BindGPT: A Scalable Framework for 3D Molecular Design via Language Modeling and Reinforcement Learning

1Insilico Medicine Canada Inc., 2Insilico Medicine AI Limited,
3Mila - Quebec AI Institute, 4Polytechnique Montreal, 5CIFAR AI Chair
BindGPT

BindGPT is a new framework for building drug discovery models that leverages compute-efficient pretraining, supervised funetuning, prompting, reinforcement learning, and tool use of LMs. This allows BindGPT to build a single pre-trained model that exhibits state-of-the-art performance in 3D Molecule Generation, 3D Conformer Generation, Pocket-Conditioned 3D Molecule Generation, posing them as downstream tasks for a pretrained model, while previous methods build task-specialized models without task transfer abilities. At the same time, thanks to the fast transformer inference technology, BindGPT is 2 orders of magnitude (100 times) faster than previous methods at generation.

BindGPT is

  • if you are an LLM researcher: The new framework allowing the full stack LLM research at the cost of just one node (~ 8 A100 GPUs). We demonstrate proof-of-concept of the InstructGPT pipeline (pretraining -> SFT -> Reinforcement Learning), prompting, and tool-use applied to this new domain.
  • if you are an AI4Science researcher: The new powerful state-of-the-art baseline model, that can solve many generative molecular tasks zero-shot or after transfer. It is fully data-driven, compared to recent diffusion models and graph neural networks for this domain that use strong inductive biases.
  • if you are a biotechnology researcher: The new generative model for small molecules generation in 3D augmented with Reinforcement Learning. BindGPT solves three generative tasks: 3D molecule generation, conformer generation, and pocket-conditioned molecule generation. Notably, the model finetunes with RL only once with many protein targets to avoid finetuning on each new test protein target.

Abstract

Generating novel active molecules for a given protein is an extremely challenging task for generative models that requires an understanding of the complex physical interactions between the molecule and its environment. In this paper, we present a novel generative model, BindGPT which uses a conceptually simple but powerful approach to create 3D molecules within the protein's binding site. Our model produces molecular graphs and conformations jointly, eliminating the need for an extra graph reconstruction step. We pretrain BindGPT on a large-scale dataset and fine-tune it with reinforcement learning using scores from external simulation software. We demonstrate how a single pretrained language model can serve at the same time as a 3D molecular generative model, conformer generator conditioned on the molecular graph, and a pocket-conditioned 3D molecule generator. Notably, the model does not make any representational equivariance assumptions about the domain of generation. We show how such simple conceptual approach combined with pretraining and scaling can perform on par or better than the current best specialized diffusion models, language models, and graph neural networks while being two orders of magnitude cheaper to sample.

Training Paradigm

Pretraining

The key idea of our method is utilizing an autoregressive token generation model, influenced by GPT-based models, to solve several 3D small molecule generation tasks in one simple yet flexible paradigm. The main principle in our approach is to formulate several 3D molecular design task as prompted generation of text. To achieve that, we layout the tokens of a condition before the tokens of the object to generate. For instance, a prompt can be the protein pocket for the pocket-conditioned generation task or the 2D molecular structure for the conformation generation task. During pretraining, every sequence in the training batch is either a ligand sequence of tokens or a pocket sequence of tokens following the scheme on the right image. We pretrain a 100M GPT model on 42B tokens on the version of data without hydrogens and 90B tokens on the data with hydrogens.

Data Layout

Figure 1: Data layout during the pretraining. Arrows show the tokens sequence order. Nodes such as <POCKET> show special tokens. Training is done on a mixture of pocket and ligand datasets.

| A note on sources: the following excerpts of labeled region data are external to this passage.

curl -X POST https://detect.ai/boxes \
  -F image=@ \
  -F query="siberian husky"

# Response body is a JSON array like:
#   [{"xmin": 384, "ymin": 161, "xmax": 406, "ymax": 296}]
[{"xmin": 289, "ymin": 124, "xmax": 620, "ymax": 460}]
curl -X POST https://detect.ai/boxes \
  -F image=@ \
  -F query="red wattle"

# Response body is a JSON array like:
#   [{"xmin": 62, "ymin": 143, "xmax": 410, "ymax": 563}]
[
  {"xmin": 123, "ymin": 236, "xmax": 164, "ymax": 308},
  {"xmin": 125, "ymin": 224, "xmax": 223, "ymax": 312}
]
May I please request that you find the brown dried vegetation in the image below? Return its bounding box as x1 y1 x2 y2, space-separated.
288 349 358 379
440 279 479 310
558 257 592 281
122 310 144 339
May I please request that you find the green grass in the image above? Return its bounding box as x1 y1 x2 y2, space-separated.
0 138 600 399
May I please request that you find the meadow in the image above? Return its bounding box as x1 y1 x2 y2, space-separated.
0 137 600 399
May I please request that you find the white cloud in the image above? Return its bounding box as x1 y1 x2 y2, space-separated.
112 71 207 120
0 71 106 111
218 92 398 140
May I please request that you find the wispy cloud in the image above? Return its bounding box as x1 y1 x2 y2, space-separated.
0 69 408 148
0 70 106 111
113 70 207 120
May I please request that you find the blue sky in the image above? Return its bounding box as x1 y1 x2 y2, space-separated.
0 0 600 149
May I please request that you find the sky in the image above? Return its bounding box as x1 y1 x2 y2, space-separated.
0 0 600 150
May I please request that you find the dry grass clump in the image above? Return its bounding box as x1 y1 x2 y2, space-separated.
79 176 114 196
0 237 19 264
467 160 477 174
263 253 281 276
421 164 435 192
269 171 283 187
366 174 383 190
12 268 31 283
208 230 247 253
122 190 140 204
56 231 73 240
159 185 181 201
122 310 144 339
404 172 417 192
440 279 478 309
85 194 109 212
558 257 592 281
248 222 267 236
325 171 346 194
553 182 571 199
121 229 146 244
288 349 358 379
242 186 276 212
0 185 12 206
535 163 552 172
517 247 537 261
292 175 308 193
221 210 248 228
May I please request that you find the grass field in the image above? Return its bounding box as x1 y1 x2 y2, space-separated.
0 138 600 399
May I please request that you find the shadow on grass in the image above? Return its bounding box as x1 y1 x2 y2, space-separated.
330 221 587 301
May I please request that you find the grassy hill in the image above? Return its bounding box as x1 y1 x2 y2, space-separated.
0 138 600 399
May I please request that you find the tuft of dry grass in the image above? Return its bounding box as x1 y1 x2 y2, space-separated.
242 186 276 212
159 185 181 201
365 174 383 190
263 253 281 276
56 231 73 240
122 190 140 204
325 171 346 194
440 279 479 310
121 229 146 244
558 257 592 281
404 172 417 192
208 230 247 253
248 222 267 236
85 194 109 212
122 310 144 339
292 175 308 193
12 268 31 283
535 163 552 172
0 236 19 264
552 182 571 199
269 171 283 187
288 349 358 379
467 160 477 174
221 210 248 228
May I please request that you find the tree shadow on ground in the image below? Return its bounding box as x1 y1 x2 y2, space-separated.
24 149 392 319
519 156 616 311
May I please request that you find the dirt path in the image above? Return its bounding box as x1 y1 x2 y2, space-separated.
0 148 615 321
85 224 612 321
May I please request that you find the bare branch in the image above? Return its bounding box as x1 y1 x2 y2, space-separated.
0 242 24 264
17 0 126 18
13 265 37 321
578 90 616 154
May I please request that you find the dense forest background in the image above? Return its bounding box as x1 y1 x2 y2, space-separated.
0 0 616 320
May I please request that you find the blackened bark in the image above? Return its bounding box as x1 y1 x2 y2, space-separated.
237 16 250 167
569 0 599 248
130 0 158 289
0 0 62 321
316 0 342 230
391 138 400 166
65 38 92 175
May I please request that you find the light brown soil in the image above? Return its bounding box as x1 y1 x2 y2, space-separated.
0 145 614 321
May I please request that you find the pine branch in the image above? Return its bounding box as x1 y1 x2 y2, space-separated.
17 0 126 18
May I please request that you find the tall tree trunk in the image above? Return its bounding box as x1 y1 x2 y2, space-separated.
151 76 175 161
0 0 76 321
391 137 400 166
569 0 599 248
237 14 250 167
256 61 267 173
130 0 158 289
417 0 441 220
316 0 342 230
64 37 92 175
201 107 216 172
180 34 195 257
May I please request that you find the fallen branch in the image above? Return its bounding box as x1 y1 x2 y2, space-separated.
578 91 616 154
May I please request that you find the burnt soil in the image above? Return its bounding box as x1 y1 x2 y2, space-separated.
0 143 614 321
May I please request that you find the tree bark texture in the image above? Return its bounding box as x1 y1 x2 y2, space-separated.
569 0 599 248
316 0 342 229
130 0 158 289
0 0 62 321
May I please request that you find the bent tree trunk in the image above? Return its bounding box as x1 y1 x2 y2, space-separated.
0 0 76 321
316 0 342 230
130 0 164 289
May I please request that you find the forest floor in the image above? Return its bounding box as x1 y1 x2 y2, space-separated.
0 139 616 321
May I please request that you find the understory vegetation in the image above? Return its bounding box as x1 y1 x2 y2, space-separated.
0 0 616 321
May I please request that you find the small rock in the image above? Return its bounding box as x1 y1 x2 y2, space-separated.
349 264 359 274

Supervised Finetuning and Reinforcement Learning

Data Layout

Figure 2: Data layout during the finetuning. Arrows show the tokens sequence order. Nodes such as <LIGAND> show special tokens.

As a result of the pretraining, BindGPT gains an understanding of a broad chemical space of molecules and proteins. In the supervised finetuning stage, we simply concatenate text encodings of protein pocket and molecule as shown in the image. We treat resulting sequences as prompt2responce strings and finetune the language model in a supervised learning fashion (BindGPT-FT). Thereforem having learned proteins and molecules separately during pretraining, the finetuning exploits the independent knowledge of both pockets and ligands to learn a conditional dependency between them.

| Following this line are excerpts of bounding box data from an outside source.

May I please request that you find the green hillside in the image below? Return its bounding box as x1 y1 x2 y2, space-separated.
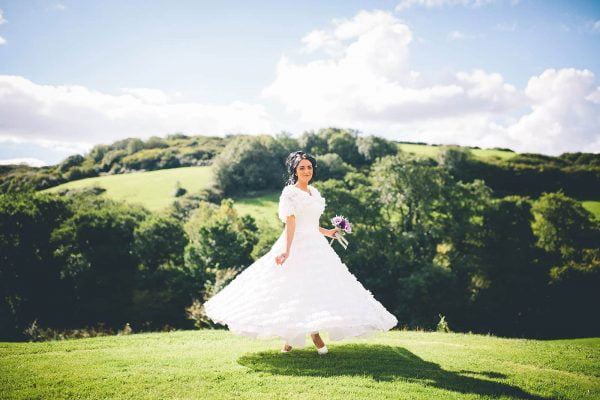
44 166 212 210
0 330 600 400
398 143 517 160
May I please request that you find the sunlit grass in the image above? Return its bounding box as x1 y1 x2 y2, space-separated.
41 166 212 210
398 143 516 159
0 330 600 400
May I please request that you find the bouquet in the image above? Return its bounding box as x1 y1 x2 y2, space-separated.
329 215 352 250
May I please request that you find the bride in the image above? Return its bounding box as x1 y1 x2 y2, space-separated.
204 151 398 354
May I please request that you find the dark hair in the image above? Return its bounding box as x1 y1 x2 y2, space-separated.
285 150 317 185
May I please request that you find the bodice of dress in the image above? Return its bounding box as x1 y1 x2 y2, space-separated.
278 185 326 232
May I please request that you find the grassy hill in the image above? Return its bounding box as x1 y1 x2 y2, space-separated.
39 143 600 222
398 143 517 160
0 330 600 400
42 166 212 211
42 166 281 227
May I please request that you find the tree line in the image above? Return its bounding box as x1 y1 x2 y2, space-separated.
0 128 600 340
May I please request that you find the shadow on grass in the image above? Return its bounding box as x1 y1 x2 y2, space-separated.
238 344 546 399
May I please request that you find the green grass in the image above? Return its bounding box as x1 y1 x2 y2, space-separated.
398 143 516 160
44 166 212 211
42 167 281 228
233 192 283 228
0 330 600 400
581 200 600 220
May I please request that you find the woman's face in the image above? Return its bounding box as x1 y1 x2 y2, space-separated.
296 159 313 185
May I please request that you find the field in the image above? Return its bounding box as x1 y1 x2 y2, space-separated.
44 167 212 211
0 330 600 400
398 143 517 159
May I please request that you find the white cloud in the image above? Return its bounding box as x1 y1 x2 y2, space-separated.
0 158 46 167
396 0 496 11
448 31 467 40
494 21 517 32
0 75 278 149
507 68 600 154
262 11 600 154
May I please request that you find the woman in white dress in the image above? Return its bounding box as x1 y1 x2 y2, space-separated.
204 151 398 354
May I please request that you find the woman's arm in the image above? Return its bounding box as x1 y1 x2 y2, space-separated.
319 227 335 238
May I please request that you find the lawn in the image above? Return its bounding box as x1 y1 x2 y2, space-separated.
0 330 600 400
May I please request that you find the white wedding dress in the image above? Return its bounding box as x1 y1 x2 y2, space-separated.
204 185 398 348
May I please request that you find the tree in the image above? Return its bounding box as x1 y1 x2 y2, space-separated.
213 136 287 196
314 153 355 180
327 128 365 166
298 131 329 157
51 200 147 328
356 135 398 163
0 192 70 340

We employ SMILES randomization, which can heavily randomize one molecule by yielding 100-1000 different SMILES strings. Also, we randomly rotate the 3D coordinates of the protein pocket and of the ligand (with the same rotation matrix). This way our model learns to understand structural and spatial properties of molecular binding beyond just token sequences, that is, it learns equivariant protein binding.

To enable generation of molecules with high binding affinity, we employ two strategies: Reward-conditined finetuning (BindGPT-RFT) and finetuning with RL (BindGPT-RL). the first one simply adds a scalar score to the prompt of the language model during the supervised finetuning stage.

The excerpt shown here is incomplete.